5 – Essa organização não atua abertamente violando as leis, mas esgarçando o tecido social (ou deformando o campo social) que permite a continuidade do processo de democratização, tornando-o menos colaborativo e mais adversarial, quer dizer, fazendo crescer, na base da sociedade e no cotidiano do cidadão, os graus de inimizade política.

6 – Essa organização não tem como objetivo precípuo apoiar o bom desempenho de um governo normal, que atue dentro do concerto institucional vigente e sim aboli-lo ou alterá-lo, ainda que homeopaticamente. Ou seja, é uma organização revolucionária (para trás) que não quer apenas governar nos marcos da democracia que temos, mas usar o governo para operar, passo a passo, uma mudança do regime político, convertendo nossa democracia eleitoral em uma democracia eleitoral cada vez menos liberal e, no limite, se for possível, em uma autocracia eleitoral.

7 – Essa organização não está propriamente por trás do governo. Ela está no centro do governo. Não é composta por uma ala radical do governo e sim pelo chefe de governo, seus filhos, seus gurus e seus sequazes com um grau de separação (dos quais, em grande parte, sabemos os nomes e sobrenomes). Não há nada, portanto, de teoria da conspiração aqui. Os ideólogos do bolsonarismo é que são conspiracionistas.

Sim, não há um miligrama de conspiracionismo aqui. Estamos falando de uma organização informal, mais informal ainda do que o The Movement de Steve Bannon. São apenas pessoas conectadas à famiglia e aos seus mais chegados (como Filipe Martins, por exemplo), com múltiplas ramificações que abarcam desde uma parte dos ruralistas mais reacionários aos evangélicos fundamentalistas (que assumiram como narrativa ideológica a falsificação, urdida por seitas dispensacionalistas americanas, de uma “civilização ocidental judaico-cristã”), e desde uma parte dos jacobinos lavajatistas (que viraram, objetivamente, bolsolavajatistas) aos membros das forças armadas, de inspiração frotista, saudosos da ditadura militar e que não queriam a abertura (incluindo os que heroificam os representantes dos porões da repressão, como o coronel do Exército torturador Brilhante Ustra, que depois deram origem aos esquadrões da morte), até chegar ao baixo mundo dos bispos e pastores vigaristas, à banda podre das polícias e às milícias.

O núcleo duro dessa organização também fez alianças táticas com alguns liberais-econômicos que não são propriamente bolsonaristas, mas que são i-liberais políticos e que prestariam serviços, sem pejo, a qualquer autocrata que lhes desse carta branca para aplicar suas fórmulas econômicas.

E há também uma “organização externa” composta por legiões de replicantes (às vezes chamados de bolsominions: o jovem analfabeto democrático, a tiazinha do zap, o aposentado estreante na política que a apreende e pratica como uma espécie de religião et coetera).

O que há de conteúdo ideológico no bolsonarismo é olavismo (uma variante do populismo-autoritário, nacionalista, macarthista, como o bannonismo).
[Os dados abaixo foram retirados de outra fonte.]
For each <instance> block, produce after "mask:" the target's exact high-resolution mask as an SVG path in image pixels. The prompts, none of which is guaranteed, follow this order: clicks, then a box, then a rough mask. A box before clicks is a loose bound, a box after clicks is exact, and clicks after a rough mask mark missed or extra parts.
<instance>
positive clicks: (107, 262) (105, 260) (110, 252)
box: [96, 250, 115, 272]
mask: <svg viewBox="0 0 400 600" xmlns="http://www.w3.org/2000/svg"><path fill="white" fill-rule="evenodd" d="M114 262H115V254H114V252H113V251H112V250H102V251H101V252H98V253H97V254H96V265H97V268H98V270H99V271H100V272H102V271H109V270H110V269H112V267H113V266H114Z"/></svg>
Mas o fenômeno sociológico que permitiu que o núcleo duro do movimento bolsonarista se formasse em torno da família do oportunista-eleitoreiro Jair Bolsonaro pode ser caracterizado como uma espécie de familismo amoral (não exatamente igual, mas com características semelhantes, na sua gênese, às de uma máfia).

Quando devemos nos preocupar? Agora, exatamente agora!